Европейский парламент в то же время – в противовес мечтам Спинелли – все больше отдалялся от граждан Европы, а не превращался в их главный управляющий орган. Национальные парламенты также отстранялись от дел. Поскольку укрупнение требовало нарастающего большинства голосов, а это означало, что государства зачастую подписывались – были вынуждены подписываться – под политикой, которой не хотели и не собирались проводить в жизнь, монетарная унификация теперь зависела от того, согласятся ли национальные правительства уступить свои налоговые полномочия. Так называемый Пакт о стабильности и росте, с его четкими ограничениями расходного дефицита и задолженности, по крайней мере в теории должен был стать приоритетнее национальных законодательств. Электорат демонстрировал некоторую обеспокоенность, когда ему задавали вопросы по этому поводу, однако в большинстве случаев никаких опросов не проводилось. Эффект от Пакта смягчило то, что он не был излишне строгим, и до 2010 г. его правила можно было не соблюдать полностью: до этого момента практически все государства в Союзе, за исключением Люксембурга и Скандинавских стран, в тот или иной момент его нарушали. Однако поскольку наказания были мягкими, а монетарная и фискальная политика свободнее, чем могла бы быть, оппозиция со стороны населения оказалась слабой[515].
вынуждены
Если интеграцией руководили не законодатели, тогда кто же? В этом смысле Евросоюз породил новый вид интернационализма. Одним из ключевых проводников данного процесса стал Суд Европейского союза, орган, которому уделялось достаточно мало внимания, но который стал тем не менее гораздо более влиятельным, чем его эквиваленты по всему миру, поскольку национальные суды государств – членов Союза (за исключением Германии, отдававшей предпочтение собственному верховному конституционному суду как высшему арбитру) в целом были готовы положиться на его решения. Суд начал работу с того, что установил: общеевропейские законы ставятся выше национальных, – а затем осуществил серию далеко идущих интервенций в сфере социальной политики и промышленных отношений, которые для широкой публики остались практически незамеченными[516].

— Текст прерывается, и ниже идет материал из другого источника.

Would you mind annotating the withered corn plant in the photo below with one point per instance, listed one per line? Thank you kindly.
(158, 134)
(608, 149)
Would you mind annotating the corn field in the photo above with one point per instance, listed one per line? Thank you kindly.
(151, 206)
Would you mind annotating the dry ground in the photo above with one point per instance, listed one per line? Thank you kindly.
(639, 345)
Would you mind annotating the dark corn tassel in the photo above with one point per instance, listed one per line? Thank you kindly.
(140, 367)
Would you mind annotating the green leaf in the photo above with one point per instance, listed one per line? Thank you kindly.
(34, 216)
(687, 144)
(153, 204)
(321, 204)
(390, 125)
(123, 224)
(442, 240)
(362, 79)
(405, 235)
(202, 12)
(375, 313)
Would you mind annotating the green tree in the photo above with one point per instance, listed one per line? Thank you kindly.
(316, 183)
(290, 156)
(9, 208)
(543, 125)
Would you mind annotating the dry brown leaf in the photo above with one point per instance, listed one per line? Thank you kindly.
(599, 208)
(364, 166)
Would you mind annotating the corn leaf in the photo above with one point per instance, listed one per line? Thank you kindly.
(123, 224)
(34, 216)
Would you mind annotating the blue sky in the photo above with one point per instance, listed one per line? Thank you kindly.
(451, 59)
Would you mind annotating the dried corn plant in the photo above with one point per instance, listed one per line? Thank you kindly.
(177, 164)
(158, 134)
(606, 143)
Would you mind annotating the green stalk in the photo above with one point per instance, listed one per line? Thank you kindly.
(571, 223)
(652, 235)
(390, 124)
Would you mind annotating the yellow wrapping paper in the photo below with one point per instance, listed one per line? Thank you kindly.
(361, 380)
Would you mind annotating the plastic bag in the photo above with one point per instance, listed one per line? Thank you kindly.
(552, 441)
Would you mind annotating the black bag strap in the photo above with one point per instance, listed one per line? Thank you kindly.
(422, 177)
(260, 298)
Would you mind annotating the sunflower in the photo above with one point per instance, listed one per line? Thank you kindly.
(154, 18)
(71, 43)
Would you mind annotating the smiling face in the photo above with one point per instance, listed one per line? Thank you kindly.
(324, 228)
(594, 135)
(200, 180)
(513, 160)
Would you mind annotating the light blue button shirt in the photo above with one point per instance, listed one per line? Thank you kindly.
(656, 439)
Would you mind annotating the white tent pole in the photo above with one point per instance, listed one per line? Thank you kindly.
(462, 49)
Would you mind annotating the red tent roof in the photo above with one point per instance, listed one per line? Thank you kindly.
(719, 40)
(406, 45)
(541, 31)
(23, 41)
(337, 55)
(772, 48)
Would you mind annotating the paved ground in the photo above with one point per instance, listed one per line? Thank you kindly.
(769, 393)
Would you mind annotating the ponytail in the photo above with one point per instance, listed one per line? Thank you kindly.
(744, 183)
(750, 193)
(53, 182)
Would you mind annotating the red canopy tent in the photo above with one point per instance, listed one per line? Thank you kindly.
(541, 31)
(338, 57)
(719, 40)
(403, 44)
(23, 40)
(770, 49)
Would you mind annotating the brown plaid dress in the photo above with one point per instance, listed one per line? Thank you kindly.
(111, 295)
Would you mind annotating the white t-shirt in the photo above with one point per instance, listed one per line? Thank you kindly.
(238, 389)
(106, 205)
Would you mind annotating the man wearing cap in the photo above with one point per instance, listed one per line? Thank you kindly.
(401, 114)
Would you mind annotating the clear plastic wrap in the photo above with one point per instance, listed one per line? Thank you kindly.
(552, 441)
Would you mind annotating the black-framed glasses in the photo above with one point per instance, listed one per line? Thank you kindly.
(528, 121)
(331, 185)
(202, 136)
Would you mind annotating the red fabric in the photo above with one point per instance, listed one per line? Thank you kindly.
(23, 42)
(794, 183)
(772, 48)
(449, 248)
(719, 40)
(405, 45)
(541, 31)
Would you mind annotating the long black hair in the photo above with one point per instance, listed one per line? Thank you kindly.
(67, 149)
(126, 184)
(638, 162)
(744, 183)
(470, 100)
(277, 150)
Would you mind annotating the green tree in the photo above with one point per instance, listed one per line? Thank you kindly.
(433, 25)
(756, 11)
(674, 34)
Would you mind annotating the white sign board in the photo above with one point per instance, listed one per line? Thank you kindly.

Еще более влиятельными, чем суд, хотя и все равно менее заметными, оказались так называемые «регуляторы». В соответствии с феноменом, который в узких кругах окрестили комитологией – она же «необходимый инструмент для заинтересованных групп и кошмар для студентов, изучающих европейскую социологию», как выразился один бельгийский политик, – законодатели в Брюсселе приняли общий свод административных законов, детали которого затем дорабатывали небольшие комитеты «регуляторов» и национальных экспертов. Непрозрачные и нерепрезентативные, сотни таких комитетов действовали в тени, вне наблюдения Европейского парламента или даже Совета министров. Лиссабонский договор 2009 г. должен был прекратить поток критики в адрес недемократического характера этой системы. Однако, хотя договор открыто говорил об оживлении «демократической жизни в Союзе», своих целей он не достиг. Современная комитология по-прежнему процветает, ее процедуры становятся все более секретными, а административные законы, разработанные в ее недрах, практически невозможно пересмотреть или отменить. Иными словами, Европа поставила «регуляторов» и изобретателей правил выше законодателей и своих граждан, стерев границы между общественным благом и частными интересами, а в процессе, как выразился юрист Джозеф Вейлер, оставив «национальное государство бессильным, а его институты бессмысленными»[517].